Par ailleurs, les conséquences de cette fusion potentielle commencent à toucher le groupe Sudinfo, la branche régionale du groupe Rossel, qui, selon le projet de fusion, sera versé dans le même futur pôle régional que L’Avenir. Selon nos informations, des premières vagues de licenciements touchent désormais Sudinfo : trois journalistes de La Meuse, province de Liège, viennent d’être licenciés et d’autres éditions du groupe pourraient subir le même sort dans les prochaines semaines, de même que la rédaction « générale » de Sudinfo.

Pour le leader de la presse francophone, l’objectif est clair : alléger la masse salariale pour faire face à la baisse des ventes, des rentrées publicitaires et la fin annoncée du crédit d’impôt accordé aux groupes de presse pour leur permettre d’absorber le choc de la fin de la concession et des aides publiques pour la distribution des abonnements. Selon nos infos, le gouvernement fédéral a déjà acté la fin de ce régime transitoire.

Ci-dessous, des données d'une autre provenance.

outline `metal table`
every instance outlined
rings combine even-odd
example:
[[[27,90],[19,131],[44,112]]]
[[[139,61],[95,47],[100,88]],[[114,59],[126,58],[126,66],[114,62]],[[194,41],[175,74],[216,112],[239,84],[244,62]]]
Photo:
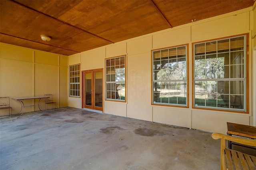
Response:
[[[19,117],[20,117],[20,116],[21,116],[22,114],[23,114],[23,113],[24,113],[24,110],[25,110],[25,107],[28,107],[38,106],[38,108],[41,111],[42,111],[42,110],[40,108],[40,106],[41,106],[41,105],[40,105],[40,100],[41,100],[41,99],[44,99],[44,98],[50,98],[50,97],[49,96],[38,96],[38,97],[25,97],[25,98],[12,98],[12,99],[16,100],[19,101],[20,102],[20,104],[21,105],[21,108],[20,109],[20,111],[19,111],[19,113],[18,113],[18,114],[19,114],[20,113],[22,110],[22,107],[23,108],[23,110],[22,111],[22,112],[21,113],[21,114],[20,115],[20,116],[17,117],[17,118],[18,118]],[[31,100],[31,99],[39,99],[38,100],[38,103],[37,104],[25,106],[25,104],[24,104],[24,102],[23,102],[24,100]]]

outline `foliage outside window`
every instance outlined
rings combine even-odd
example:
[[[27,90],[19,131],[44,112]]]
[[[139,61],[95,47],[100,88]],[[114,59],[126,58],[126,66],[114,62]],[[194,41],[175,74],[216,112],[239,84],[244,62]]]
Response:
[[[246,111],[246,36],[194,44],[194,107]]]
[[[152,51],[153,104],[187,106],[187,48]]]
[[[106,100],[125,101],[125,56],[106,60]]]
[[[80,96],[80,64],[69,66],[69,96]]]

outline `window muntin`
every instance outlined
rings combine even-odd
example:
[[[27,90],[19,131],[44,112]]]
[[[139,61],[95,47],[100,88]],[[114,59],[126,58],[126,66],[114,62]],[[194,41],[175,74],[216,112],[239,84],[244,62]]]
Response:
[[[69,66],[69,96],[80,97],[80,64]]]
[[[246,36],[194,44],[195,107],[246,111]]]
[[[125,56],[106,60],[106,99],[125,101]]]
[[[152,51],[153,104],[187,106],[187,48]]]

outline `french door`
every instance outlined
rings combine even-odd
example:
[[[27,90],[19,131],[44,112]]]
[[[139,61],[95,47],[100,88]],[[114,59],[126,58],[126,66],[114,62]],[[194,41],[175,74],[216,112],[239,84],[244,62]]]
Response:
[[[83,107],[103,111],[103,68],[82,71]]]

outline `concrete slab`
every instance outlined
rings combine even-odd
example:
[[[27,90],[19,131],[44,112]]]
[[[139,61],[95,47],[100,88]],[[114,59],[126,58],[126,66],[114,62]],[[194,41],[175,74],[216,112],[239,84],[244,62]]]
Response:
[[[218,170],[202,131],[64,107],[0,119],[1,170]]]

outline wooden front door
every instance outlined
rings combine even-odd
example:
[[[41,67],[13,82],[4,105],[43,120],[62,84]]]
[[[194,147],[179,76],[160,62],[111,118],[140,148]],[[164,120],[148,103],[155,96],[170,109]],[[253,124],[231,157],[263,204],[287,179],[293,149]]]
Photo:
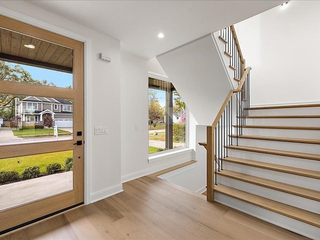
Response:
[[[16,172],[24,166],[15,180],[0,184],[1,234],[84,202],[84,44],[2,16],[0,42],[4,68],[25,64],[72,74],[66,86],[24,73],[16,78],[0,74],[0,96],[6,101],[0,102],[0,111],[7,114],[6,126],[0,128],[0,172]],[[46,122],[40,119],[43,112],[50,112]],[[55,129],[58,121],[71,125]],[[59,161],[60,169],[52,172]]]

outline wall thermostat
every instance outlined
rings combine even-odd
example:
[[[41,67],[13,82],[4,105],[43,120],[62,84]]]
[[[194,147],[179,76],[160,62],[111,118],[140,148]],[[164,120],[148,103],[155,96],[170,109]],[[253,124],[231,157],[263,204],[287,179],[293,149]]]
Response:
[[[111,62],[111,56],[104,55],[102,52],[99,54],[99,56],[100,57],[100,60],[101,60],[106,61],[108,62]]]

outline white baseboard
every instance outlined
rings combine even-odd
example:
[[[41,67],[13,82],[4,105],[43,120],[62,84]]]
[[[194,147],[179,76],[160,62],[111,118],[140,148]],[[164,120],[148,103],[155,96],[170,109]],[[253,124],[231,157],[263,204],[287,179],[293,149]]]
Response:
[[[92,204],[122,192],[124,192],[124,190],[122,188],[122,184],[112,186],[104,190],[91,194],[91,200],[90,202]]]
[[[302,104],[320,104],[320,100],[316,101],[301,101],[301,102],[270,102],[269,104],[250,104],[252,107],[260,107],[266,106],[290,106],[290,105],[300,105]]]
[[[199,190],[196,191],[196,192],[198,194],[202,194],[206,191],[206,186],[204,186],[202,188],[200,188]]]

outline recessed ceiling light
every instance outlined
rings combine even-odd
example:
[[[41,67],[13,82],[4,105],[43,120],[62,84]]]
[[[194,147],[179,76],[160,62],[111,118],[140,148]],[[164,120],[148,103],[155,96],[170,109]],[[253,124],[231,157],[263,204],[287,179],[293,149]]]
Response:
[[[26,48],[28,48],[34,49],[36,48],[36,46],[32,44],[25,44],[24,46]]]
[[[164,36],[164,35],[162,32],[160,32],[159,34],[158,34],[158,38],[162,38]]]
[[[283,4],[281,4],[281,8],[282,9],[284,9],[284,8],[286,8],[288,6],[288,2],[284,2]]]

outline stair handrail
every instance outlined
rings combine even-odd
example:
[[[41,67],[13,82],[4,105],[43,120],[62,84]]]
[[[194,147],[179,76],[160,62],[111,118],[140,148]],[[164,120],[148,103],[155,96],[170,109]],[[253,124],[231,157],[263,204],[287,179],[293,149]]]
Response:
[[[241,78],[241,80],[240,80],[240,82],[239,82],[239,85],[238,85],[238,88],[236,89],[230,90],[230,91],[229,91],[229,93],[226,96],[226,100],[224,100],[224,103],[222,104],[222,106],[221,106],[221,108],[220,108],[220,110],[219,110],[219,112],[218,112],[218,113],[216,114],[216,118],[214,118],[214,120],[212,124],[212,126],[214,128],[216,126],[216,125],[218,124],[218,122],[220,120],[220,118],[221,118],[221,116],[222,116],[222,114],[223,114],[224,111],[224,109],[226,109],[226,104],[228,104],[229,100],[230,100],[230,98],[231,98],[231,96],[232,96],[232,94],[238,92],[241,90],[241,88],[242,88],[242,86],[244,85],[244,81],[246,80],[246,76],[249,73],[249,71],[252,69],[252,68],[251,68],[250,66],[248,66],[247,68],[246,68],[242,76],[242,78]]]
[[[236,30],[234,30],[234,27],[233,25],[230,26],[230,29],[231,30],[231,32],[232,32],[232,36],[234,36],[234,42],[236,42],[236,50],[238,51],[238,53],[239,54],[239,56],[240,57],[240,60],[241,60],[241,62],[242,64],[244,63],[244,56],[242,54],[242,52],[241,52],[241,48],[240,48],[240,44],[239,44],[239,41],[238,40],[238,38],[236,36]]]

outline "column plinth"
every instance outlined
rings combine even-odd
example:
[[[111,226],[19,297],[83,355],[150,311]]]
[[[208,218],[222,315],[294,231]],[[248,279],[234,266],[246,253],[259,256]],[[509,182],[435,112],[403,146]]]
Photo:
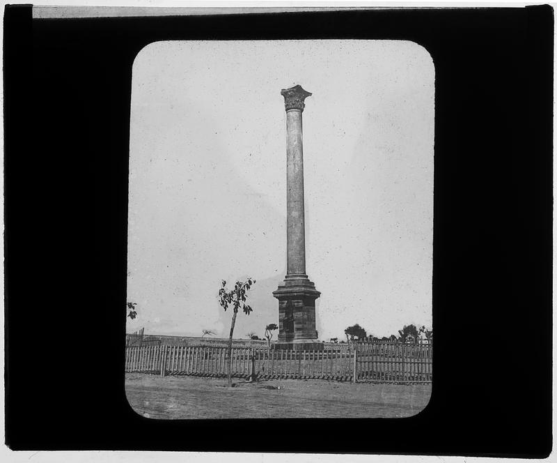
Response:
[[[320,291],[306,273],[301,113],[311,95],[299,85],[282,90],[286,111],[286,275],[273,291],[278,300],[278,342],[313,343]]]

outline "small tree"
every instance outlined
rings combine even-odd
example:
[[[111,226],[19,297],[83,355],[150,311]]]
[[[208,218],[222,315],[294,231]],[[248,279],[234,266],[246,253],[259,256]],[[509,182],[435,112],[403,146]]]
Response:
[[[246,293],[255,284],[256,280],[248,278],[246,282],[237,281],[234,285],[234,289],[226,290],[226,281],[222,280],[222,286],[219,289],[219,303],[224,311],[230,305],[233,309],[232,314],[232,323],[230,324],[230,334],[228,339],[228,386],[232,386],[232,335],[234,333],[234,325],[236,323],[236,315],[238,310],[241,308],[246,315],[249,315],[253,309],[246,303],[247,295]]]
[[[361,326],[360,326],[357,323],[352,326],[349,326],[344,331],[344,333],[346,335],[346,340],[347,342],[354,341],[354,337],[357,337],[358,340],[365,339],[366,337],[366,330],[364,330]],[[348,337],[350,336],[350,340]]]
[[[415,342],[418,340],[418,328],[416,325],[405,325],[402,330],[398,330],[398,335],[402,342],[407,340]]]
[[[131,318],[132,320],[137,317],[137,311],[135,310],[136,305],[137,305],[137,303],[134,302],[126,303],[126,311],[128,312],[127,317]]]
[[[271,339],[273,337],[272,332],[278,329],[278,327],[274,323],[269,324],[265,326],[265,337],[267,337],[267,344],[269,347],[271,347]]]
[[[421,335],[423,335],[425,337],[425,339],[427,340],[428,342],[431,342],[433,340],[433,330],[428,330],[425,326],[422,326],[420,328],[420,337],[421,337]]]

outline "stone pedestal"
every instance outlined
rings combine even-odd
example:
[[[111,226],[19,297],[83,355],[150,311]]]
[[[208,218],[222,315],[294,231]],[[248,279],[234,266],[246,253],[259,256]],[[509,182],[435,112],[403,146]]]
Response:
[[[281,94],[286,109],[287,274],[273,291],[278,300],[278,343],[311,344],[317,338],[315,299],[320,293],[306,275],[301,113],[311,93],[297,85]]]

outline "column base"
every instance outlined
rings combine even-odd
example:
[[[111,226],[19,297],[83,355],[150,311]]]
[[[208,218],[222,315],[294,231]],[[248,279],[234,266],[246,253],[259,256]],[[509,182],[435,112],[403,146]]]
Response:
[[[315,342],[315,299],[320,294],[306,275],[286,275],[284,284],[273,291],[278,300],[277,344]]]

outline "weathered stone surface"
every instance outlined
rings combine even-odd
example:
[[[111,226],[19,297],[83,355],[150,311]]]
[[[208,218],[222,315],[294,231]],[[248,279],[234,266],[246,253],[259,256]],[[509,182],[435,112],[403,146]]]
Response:
[[[286,275],[273,291],[278,300],[278,342],[312,342],[315,331],[315,299],[320,293],[306,274],[304,207],[304,150],[301,112],[311,96],[299,85],[283,89],[286,109]]]

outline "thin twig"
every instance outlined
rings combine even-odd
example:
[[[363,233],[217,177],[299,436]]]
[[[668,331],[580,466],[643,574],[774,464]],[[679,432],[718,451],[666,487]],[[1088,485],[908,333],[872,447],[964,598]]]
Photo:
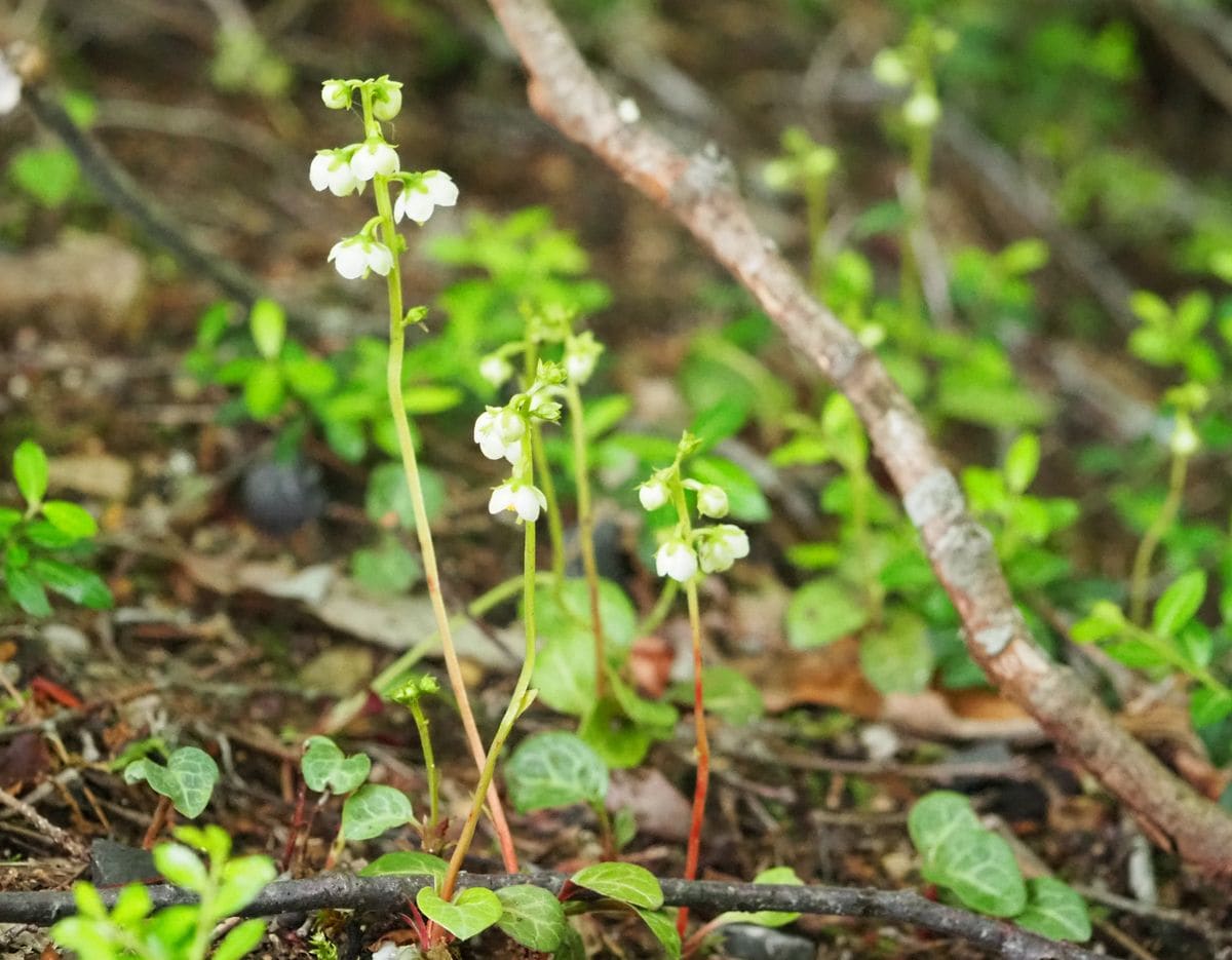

Sudinfo réfléchirait à modifier considérablement la structure de la rédaction, en misant beaucoup plus sur des indépendants et sur une intégration plus importante des outils IA dans ses processus rédactionnels, afin de réduire le coût de ses rédactions. « On remplace des salariés par de jeunes freelances low-cost et par l’IA, c’est ça l’idée », nous glisse un journaliste de Sudinfo.

Un bouleversement majeur du paysage médiatique

L’opération Rossel-IPM reste l’un des plus importants projets de concentration médiatique de ces dernières décennies en Belgique francophone.

Si elle reçoit le feu vert définitif de l’Autorité belge de la concurrence, elle réunira sous un même contrôle des marques aussi importantes que Le Soir, Sudinfo, Ciné-Télé-Revue, La Libre, La DH, L’Avenir, Moustique, Paris-Match, mais aussi RTL Belgium et Mediafin, De Tijd et L’Echo, détenus à 50 % par Rossel. Cette concentration, qui établit un monopole de fait au niveau de la presse quotidienne francophone, suscite depuis plusieurs mois un débat sur le pluralisme de l’information et l’indépendance des rédactions.

Près d’un an après son annonce, la fusion paraît toujours en bonne voie, mais elle devra encore franchir plusieurs étapes avant de devenir réalité. En attendant, les travailleurs de L’Avenir devront composer avec plusieurs mois supplémentaires d’incertitude et le retour du chômage économique.